The Electoral Prince did as Gabriel requested. The latter stepped close up
to his side. "Most gracious sir," said he, "have you confidence in me?"

"Yes, Gabriel Nietzel, I have confidence in you."

"Then hear what I have to tell you. Ask no questions, require no
intelligence and explanations. Hear my warning, and act accordingly. Count
Schwarzenberg plots against your life!"

"Do you believe that?" said the Electoral Prince, smiling.

"He has invited you to a feast, which is to take place on Sunday. At that
feast you are to be poisoned."

The Electoral Prince started, and a transient flush gleamed upon his
cheeks. "Whence know you that, Gabriel Nietzel?"

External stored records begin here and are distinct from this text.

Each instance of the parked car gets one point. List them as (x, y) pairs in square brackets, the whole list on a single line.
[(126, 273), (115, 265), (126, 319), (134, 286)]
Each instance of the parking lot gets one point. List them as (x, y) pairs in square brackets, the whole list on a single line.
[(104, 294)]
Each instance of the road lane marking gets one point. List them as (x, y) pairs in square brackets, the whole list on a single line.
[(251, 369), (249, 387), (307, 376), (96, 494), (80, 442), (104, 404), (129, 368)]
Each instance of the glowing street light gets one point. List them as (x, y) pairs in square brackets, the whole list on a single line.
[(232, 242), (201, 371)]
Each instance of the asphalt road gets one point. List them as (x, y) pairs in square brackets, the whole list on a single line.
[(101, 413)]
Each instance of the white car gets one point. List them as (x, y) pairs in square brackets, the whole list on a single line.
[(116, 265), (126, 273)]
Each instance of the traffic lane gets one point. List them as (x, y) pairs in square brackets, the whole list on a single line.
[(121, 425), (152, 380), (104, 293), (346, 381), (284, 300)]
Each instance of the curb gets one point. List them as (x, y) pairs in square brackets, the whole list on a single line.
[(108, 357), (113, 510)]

"I beseech you ask me no questions, but believe me. Will your highness do
so?--dare I speak further?"

"Well, I will believe you. Speak further, Master Gabriel."

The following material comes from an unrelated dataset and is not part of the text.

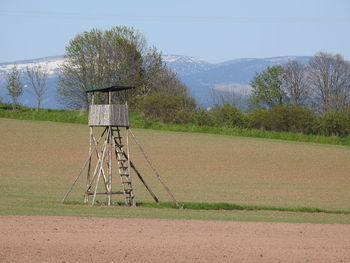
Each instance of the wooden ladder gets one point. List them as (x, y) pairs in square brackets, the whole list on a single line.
[(123, 162)]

"I told you thus much, that you were to be poisoned at Count Adam von
Schwarzenberg's banquet. The count's valet has been bribed by him; he will
have the honor of waiting upon you at the feast, and he will therefore
present to you all you eat or drink, even down to the bread. Do not accept
them from him, your highness, especially the bread."

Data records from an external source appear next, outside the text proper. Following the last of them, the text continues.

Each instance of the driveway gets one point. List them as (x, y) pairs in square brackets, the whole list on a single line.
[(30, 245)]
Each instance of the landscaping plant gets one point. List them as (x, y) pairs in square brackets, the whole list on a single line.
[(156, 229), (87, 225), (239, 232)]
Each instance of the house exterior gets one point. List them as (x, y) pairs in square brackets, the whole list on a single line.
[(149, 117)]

"I shall at least eat nothing, Gabriel Nietzel."

"When he sees that, he will offer you some fruit or viand which will prove
hurtful to you. The count's valet must not stand behind your seat, that is
the principal thing; another must take his place, another, on whose
fidelity you may rely."

"Who is that other? Where is the man to be found in these parts on whose
fidelity I may rely?"

"You may rely upon me, Prince. I will stand behind your chair, I will wait
upon you at Count Schwarzenberg's feast."

"You, Gabriel Nietzel, you?" asked Frederick William, and his eyes were
fixed upon the painter with a long glance of inquiry. Gabriel Nietzel
sustained this glance, and succeeded in forcing a smile upon his lips.

"I will be your valet at the feast. I will stand behind your chair and
wait upon you."

"Impossible, Gabriel. How could we manage that without insulting the

"Very simply, your highness. Have the kindness to say that you brought me
with you, in order that I might make for you a painting of the banquet,
and to that end sketch the outlines, and that, to furnish a pretext for my
presence, you have allowed me to appear as your page."

"It is true, that will suit! You have weighed all excellently, Gabriel
Nietzel, and your plan is good."

"And you accept it, gracious sir, do you not, you accept it?"

Frederick William was silent, and his large, deep-blue eyes were again
fixed testingly and questioningly upon the painter's countenance. After a
long pause he slowly laid his hand upon Gabriel's shoulder, and his looks

"Gabriel Nietzel," he said solemnly, "I will have confidence in you, I
will assume that God sends you to me to save me; I will _not_ assume that
Count Schwarzenberg sends you to me to ruin me. You shall accompany me to
the feast and stand behind my chair as page."

Gabriel Nietzel only answered by the tears, which in clear streams gushed
from his eyes. "Oh, you weep," cried the Electoral Prince. "Now I see well
that you mean honestly, and that I can trust you, for your tears speak for

Just then the lackey opened the door of the antechamber and announced,
"The commandant of Kuestrin, Colonel von Burgsdorf, wishes to pay his

"Let him wait an instant; I will summon him directly."

"Most gracious sir," murmured Nietzel, when the door had again closed,
"dismiss me in the colonel's presence, and immediately, that the spies may
not have it to say that there has been to-day a meeting, of Count
Schwarzenberg's enemies here."

"Are there spies here too, Gabriel?"

"Everywhere, sir, each of your servants is bribed, and you must suspect
them. Dismiss me, sir, dismiss me."

The Electoral Prince went to the door and opened it.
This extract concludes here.